5. Bloom Filter in BMIT
5.1. The Traditional Bloom Filter
- Adding Elements: To add an element to the Bloom filter, k distinct hash functions are applied to it. Each hash function produces an index value between 0 and m-1, and the corresponding bits at these index positions in the bit array are set to 1. For example, if the first hash function yields index 10 and the second yields index 25, bits 10 and 25 in the array are set to 1. This process uses multiple hash functions to map the element onto the bit array from different perspectives, creating a distributed representation;
- Querying Elements: To check if an element is present, the same k hash functions are applied to it, yielding k index values. The Bloom filter then checks if all the bits at these index positions in the array are set to 1:
- –
- If all corresponding bits are 1, the Bloom filter considers the element possibly present in the set;
- –
- If any bit is 0, it can definitively conclude the element is not in the set.
5.2. Improved Bloom Filter for BMIT
- Since we are maintaining medical information for individual patients, a single patient cannot have an excessive number of disease terms. Therefore, an extremely large indexing space is unnecessary;
- Given the involvement of insurance claims, insurance companies naturally desire the lowest possible false positive rate, prioritizing accuracy over retrieval speed.
- From Bit Array to Multidimensional Array: We replace the one-dimensional bit array with a multidimensional array structure. Considering practical needs, we specifically adopt a three-dimensional array. This structure significantly reduces the mutual influence between different elements, thereby greatly lowering the probability of false positives during retrieval;
- Storing Array Coordinates on the Blockchain: Instead of storing the entire Bloom filter array, we store only the coordinates within the three-dimensional array on the blockchain. This approach is motivated by the observation that most patients in reality do not suffer from a large number of diseases. Storing coordinates drastically reduces storage requirements compared to storing the entire multidimensional Bloom filter space;
- User-Specific Hash Functions with Key Control: Each user is assigned dedicated hash functions. The user retains the associated key, and only possession of this key allows generation and retrieval of that specific user’s Bloom filter. This measure transfers control of the data to the user via the key, significantly enhancing user privacy and security. Furthermore, since only coordinate values are stored on the blockchain, even if hackers obtain these values, they cannot decipher them, thus protecting user privacy.
5.3. Operation of the Improved Bloom Filter in the BMIT System
- User Registration:
- k-value generation: During the registration process, the user is assigned three large random prime numbers. These primes collectively serve as the user’s Unique Verification Parameter k.

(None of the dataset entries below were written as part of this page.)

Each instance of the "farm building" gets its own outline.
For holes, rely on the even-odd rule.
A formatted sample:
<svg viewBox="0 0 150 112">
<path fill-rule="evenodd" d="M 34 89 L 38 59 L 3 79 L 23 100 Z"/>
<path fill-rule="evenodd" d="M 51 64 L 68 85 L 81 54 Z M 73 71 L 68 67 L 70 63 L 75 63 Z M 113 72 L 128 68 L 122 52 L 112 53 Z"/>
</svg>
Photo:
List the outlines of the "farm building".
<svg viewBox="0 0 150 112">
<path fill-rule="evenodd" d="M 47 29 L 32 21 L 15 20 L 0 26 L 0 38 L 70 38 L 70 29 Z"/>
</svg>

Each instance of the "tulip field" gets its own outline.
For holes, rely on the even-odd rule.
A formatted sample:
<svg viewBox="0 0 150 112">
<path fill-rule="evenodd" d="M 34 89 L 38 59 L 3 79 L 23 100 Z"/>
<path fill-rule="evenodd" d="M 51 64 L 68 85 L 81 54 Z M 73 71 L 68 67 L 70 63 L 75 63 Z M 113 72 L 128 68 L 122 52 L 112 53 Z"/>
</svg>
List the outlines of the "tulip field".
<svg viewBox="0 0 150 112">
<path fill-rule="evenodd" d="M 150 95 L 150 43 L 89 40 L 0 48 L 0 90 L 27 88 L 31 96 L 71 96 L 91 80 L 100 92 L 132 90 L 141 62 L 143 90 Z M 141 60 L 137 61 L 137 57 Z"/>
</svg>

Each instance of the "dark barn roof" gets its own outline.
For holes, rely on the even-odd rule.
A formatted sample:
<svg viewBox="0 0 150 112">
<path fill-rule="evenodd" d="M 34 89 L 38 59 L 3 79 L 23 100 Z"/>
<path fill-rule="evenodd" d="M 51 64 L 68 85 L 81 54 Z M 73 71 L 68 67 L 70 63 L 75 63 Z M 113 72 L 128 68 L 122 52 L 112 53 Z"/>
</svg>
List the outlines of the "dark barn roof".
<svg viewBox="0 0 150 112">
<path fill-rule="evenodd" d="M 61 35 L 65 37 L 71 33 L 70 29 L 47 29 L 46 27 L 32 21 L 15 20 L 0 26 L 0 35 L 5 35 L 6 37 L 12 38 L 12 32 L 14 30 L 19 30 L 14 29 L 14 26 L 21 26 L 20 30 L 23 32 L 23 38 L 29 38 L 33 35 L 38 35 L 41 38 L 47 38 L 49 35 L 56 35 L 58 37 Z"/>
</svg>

For practical computational efficiency, these primes are randomly selected from a pre-generated prime number database rather than being generated on-the-fly for each use;
- Integrity Verification: To ensure the integrity and authenticity of the assigned k value throughout its lifecycle, a digital signature is generated using the user’s private key. This signature corresponds specifically to the k value;
- Verification Process: Whenever the validity of a user-provided k value needs to be confirmed (e.g., by a hospital or insurer), the verifier performs the following steps:
- (a)
- Compute the hash value of the provided k;
- (b)
- Verify this hash against the digital signature stored on the blockchain using the user’s public key;
- (c)
- A successful verification confirms that the k-value is correct and untampered with.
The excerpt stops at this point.